Thanks, Linda, for your always interesting commentary on assessment and teaching and learning.
Reply Madeleine
2:39 PM on January 26, 2017 
It's certainly true that teachers generally don't have degrees in educational research. And since, in many institutions, it's teachers who have been asked to analyze their "assessment data," this is probably one reason why it never leads to overall change.

I would like to know, though, how much attention has been given to the criticisms of the assessment movement. Every teacher knows that when almost everyone dislikes an assignment, or gets nothing out of it, or does badly on it, the problem is with the *assignment,* not the students.

Could it not be that perhaps - just maybe - assessment doesn't really solve our problems?

For instance, I wonder if maybe the "assessment" movement is looking in the wrong place?
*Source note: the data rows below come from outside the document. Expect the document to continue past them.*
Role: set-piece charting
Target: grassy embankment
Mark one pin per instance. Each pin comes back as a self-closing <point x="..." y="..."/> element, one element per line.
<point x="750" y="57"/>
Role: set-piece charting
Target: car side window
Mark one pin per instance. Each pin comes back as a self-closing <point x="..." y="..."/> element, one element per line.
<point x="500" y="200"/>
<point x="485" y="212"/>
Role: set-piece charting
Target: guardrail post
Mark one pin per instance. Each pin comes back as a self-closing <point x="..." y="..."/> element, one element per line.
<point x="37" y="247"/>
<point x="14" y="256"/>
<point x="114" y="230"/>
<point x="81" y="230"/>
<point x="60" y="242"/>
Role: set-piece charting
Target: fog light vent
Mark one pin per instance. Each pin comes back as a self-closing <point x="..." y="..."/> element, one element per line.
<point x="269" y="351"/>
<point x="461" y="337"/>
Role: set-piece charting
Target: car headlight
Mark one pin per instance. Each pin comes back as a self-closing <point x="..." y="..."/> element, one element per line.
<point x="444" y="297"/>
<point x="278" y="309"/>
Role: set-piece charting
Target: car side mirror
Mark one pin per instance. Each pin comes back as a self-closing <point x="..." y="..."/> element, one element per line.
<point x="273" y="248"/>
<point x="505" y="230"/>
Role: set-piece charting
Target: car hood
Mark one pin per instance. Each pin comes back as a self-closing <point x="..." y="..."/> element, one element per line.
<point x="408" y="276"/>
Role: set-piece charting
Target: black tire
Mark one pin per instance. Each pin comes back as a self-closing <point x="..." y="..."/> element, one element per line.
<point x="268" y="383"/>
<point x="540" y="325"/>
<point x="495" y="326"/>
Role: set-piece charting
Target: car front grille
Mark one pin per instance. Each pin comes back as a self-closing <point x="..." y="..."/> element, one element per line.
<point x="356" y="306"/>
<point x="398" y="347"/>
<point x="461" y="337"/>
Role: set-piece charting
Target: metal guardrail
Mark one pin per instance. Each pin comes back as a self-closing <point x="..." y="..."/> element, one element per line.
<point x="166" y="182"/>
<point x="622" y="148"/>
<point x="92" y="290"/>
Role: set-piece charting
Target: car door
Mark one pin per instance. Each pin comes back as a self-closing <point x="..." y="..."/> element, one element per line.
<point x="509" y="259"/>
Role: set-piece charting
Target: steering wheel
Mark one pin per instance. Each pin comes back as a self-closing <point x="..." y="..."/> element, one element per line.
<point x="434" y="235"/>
To take one example: If we have decided that student *outcomes* are more important than their progress through the various courses they're taking, we need to ditch the GPA system and instead require colleges to administer uniform end-of-year exams for all subjects. That's what the European colleges do. That's what all institutions do, in fact, when they really want to find out what you know. No one cares about your law school GPA; you have to pass the bar exam.

Thus, instead of getting faculty to document, record, analyze and discuss all kinds of assessment data *other* than course grades, maybe we should focus on creating a movement for abolishing the practice of instructor-grading and GPA.
Reply Craig Pepin
1:41 PM on January 26, 2017 
Thanks for sharing these results, Linda. You're a tough grader! But yes, I agree that after this long we should be prepared to be tough.
What this evidence says to me, is that it is REALLY hard to move from assessment data to meaningful curricular and pedagogical change. It's much easier to collect good (or "good enough") assessment data, than it is to get teachers and administrators to take it seriously enough to institute changes in response to the data. Charlie Blaich and Kathy Wise have written eloquently on this, as have others.
The lack of strong agreement about the success of assessment efforts might have to do both with the difficulty in using assessment results to inform teaching and curriculum, and how depressing it is to constantly see the lack of impact our efforts have.
Reply Debbie Kell
11:11 AM on January 26, 2017 
These findings and your very appropriate conclusions are sobering. It strikes me that faculty and academic leaders, while having advanced degrees, do not necessarily have degrees or credits in education or educational research. The K-12 sector teachers seem to have a better grasp on the value of using evidence to inform decisions - perhaps the teacher education programs leading to teacher certification are doing a better job of exposing their students to assessment practices that measurably inform practice.